I’ll bring you here. I’ll figure it out.
Every day, I went to shore, hoping, praying that would be the day I could recover your account.
When I came back and found the window popped out, I was terrified for you, Faye.
Campbell was coming undone.” He snaps the loose thread free of the pillow and I watch, with immense satisfaction, as his finger returns to its normal size and fleshy color.
When I look up, I find Henry’s eyes fastened on mine.
“For the record, Faye, I carried you out to the car alone. I told Campbell I didn’t need his help, because I did not want him laying a finger on you.
He kept saying it would take two people and I said will you look at her? ”
Jesus, you’re light, Campbell had said to me before we said goodbye at the dock. He had picked me up. He had weighed me.
A shudder jerks my shoulders and moves to tingle the top of my scalp.
I am thinking about speaking to Campbell outside the church, the way he held my bag for me and how warm that moment felt, and all the while he must have been looking at me as an impediment to blast right through.
“What’s going to happen when Campbell doesn’t come home? ”
“Corrine isn’t expecting him until Monday. When that doesn’t happen, I assume she will start calling around, and when no one knows where he is, they will look for him. What they find…” Henry takes a deep breath, as though envisioning their grisly discovery. “It will look like an accident.”

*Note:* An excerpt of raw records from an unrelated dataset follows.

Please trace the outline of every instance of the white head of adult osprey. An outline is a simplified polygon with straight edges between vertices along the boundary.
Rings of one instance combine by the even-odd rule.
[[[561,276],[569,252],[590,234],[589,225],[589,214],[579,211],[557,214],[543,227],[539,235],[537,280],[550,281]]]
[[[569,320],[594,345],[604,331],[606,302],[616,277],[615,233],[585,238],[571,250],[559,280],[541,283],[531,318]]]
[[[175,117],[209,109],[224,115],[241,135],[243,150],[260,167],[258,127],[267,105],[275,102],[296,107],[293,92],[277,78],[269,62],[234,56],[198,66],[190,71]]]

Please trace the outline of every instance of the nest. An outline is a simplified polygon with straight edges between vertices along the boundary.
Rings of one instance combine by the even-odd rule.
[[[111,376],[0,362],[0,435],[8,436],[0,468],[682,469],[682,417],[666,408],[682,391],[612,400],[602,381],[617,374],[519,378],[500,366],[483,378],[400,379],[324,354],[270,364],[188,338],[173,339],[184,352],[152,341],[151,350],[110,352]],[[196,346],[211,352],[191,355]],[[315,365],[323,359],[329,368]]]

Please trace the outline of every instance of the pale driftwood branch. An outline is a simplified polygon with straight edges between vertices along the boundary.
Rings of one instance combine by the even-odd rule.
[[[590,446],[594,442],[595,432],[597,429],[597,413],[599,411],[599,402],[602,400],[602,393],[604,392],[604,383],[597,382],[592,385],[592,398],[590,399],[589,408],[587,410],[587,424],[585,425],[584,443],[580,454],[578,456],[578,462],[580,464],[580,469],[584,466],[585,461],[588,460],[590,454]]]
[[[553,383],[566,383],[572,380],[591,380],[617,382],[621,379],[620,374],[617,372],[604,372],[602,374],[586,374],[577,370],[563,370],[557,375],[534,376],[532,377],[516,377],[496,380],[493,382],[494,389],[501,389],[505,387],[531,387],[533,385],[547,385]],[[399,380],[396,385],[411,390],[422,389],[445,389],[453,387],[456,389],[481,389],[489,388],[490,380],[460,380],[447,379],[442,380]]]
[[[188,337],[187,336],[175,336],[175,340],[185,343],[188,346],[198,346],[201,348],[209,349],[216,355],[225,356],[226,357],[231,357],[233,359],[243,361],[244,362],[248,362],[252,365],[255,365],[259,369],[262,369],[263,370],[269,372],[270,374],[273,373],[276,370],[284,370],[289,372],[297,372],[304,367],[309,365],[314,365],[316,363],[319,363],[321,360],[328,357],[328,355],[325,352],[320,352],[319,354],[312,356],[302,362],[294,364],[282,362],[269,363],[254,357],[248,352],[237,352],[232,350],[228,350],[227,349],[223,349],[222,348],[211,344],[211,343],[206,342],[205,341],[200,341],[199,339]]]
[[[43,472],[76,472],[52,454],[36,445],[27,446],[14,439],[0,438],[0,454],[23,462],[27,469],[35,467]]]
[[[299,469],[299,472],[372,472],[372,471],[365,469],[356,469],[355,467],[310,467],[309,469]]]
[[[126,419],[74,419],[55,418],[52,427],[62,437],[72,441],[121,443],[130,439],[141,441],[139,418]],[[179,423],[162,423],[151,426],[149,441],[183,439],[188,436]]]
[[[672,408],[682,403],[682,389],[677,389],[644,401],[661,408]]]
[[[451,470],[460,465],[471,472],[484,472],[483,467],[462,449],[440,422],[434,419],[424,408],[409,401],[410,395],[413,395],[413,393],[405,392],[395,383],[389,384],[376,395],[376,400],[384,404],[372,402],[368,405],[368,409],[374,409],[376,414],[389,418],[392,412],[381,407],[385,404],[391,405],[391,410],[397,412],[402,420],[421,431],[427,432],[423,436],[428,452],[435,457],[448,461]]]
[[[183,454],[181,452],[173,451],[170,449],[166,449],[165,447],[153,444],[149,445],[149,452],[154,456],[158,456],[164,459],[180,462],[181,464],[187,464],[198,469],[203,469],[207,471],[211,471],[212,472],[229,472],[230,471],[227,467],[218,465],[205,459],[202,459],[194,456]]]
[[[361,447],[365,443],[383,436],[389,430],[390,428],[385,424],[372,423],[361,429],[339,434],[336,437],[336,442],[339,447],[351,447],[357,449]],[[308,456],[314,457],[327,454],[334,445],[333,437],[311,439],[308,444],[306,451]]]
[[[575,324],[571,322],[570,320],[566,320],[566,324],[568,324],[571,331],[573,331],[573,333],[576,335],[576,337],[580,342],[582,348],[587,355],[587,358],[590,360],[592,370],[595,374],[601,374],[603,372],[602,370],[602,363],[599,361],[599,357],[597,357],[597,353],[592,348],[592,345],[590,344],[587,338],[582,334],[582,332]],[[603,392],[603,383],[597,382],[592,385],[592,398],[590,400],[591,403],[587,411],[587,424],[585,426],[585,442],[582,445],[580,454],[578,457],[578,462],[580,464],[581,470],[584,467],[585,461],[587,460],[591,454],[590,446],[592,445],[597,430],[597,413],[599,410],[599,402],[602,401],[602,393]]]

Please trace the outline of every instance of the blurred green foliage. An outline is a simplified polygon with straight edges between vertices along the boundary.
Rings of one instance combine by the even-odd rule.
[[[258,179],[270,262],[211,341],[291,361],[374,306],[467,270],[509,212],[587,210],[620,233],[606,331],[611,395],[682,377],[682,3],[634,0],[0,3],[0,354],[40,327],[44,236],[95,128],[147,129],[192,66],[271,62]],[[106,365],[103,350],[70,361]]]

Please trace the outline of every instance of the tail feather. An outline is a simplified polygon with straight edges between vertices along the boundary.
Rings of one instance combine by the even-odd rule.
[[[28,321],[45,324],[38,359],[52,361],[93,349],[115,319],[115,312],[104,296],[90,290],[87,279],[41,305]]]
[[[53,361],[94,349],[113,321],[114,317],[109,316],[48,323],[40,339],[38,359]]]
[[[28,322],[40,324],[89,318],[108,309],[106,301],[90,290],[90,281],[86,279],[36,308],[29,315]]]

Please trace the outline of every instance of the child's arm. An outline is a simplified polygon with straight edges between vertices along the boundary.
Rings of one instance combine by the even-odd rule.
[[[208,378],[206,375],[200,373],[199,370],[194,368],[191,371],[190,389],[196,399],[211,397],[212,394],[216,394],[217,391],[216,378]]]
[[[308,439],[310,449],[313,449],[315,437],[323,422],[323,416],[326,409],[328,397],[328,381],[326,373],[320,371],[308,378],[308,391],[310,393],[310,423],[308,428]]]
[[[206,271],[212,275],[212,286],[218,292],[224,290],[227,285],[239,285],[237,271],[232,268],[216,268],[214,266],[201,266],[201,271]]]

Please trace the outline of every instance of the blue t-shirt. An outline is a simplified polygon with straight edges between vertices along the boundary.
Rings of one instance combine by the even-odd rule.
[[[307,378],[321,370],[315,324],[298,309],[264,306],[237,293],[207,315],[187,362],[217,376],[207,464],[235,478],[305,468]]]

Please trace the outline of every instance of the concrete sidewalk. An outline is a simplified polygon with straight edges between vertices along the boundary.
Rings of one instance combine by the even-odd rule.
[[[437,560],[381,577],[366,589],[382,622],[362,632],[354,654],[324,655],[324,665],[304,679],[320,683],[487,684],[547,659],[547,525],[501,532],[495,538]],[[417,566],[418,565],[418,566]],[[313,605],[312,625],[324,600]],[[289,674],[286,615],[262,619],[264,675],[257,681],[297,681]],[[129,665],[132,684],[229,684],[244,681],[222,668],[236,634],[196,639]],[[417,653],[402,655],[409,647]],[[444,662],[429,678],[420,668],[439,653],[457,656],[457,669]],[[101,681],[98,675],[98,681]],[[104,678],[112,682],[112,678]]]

“Emma knows we’re here,” I remind him angrily. “Isn’t she going to wonder why you told her he was okay when he was dead? What if she goes to the police?”
“She won’t.”
“How do you know?”
“Because tomorrow morning, you are going to talk to her.”
I stare at Henry, agog. “About?”
“Her future. How talented she is. How much you would like to help her, but you are going to need her to keep quiet about some things.”
I am speechless a moment. Then I hit each note in an impeccable demonstration of a guffaw—high, and higher still. “Henry,” I say. “You’ve lost it if you think I’m doing that. You need to call the police. This has gone too far to try to cover up.”
Henry does not budge. “That isn’t an option.”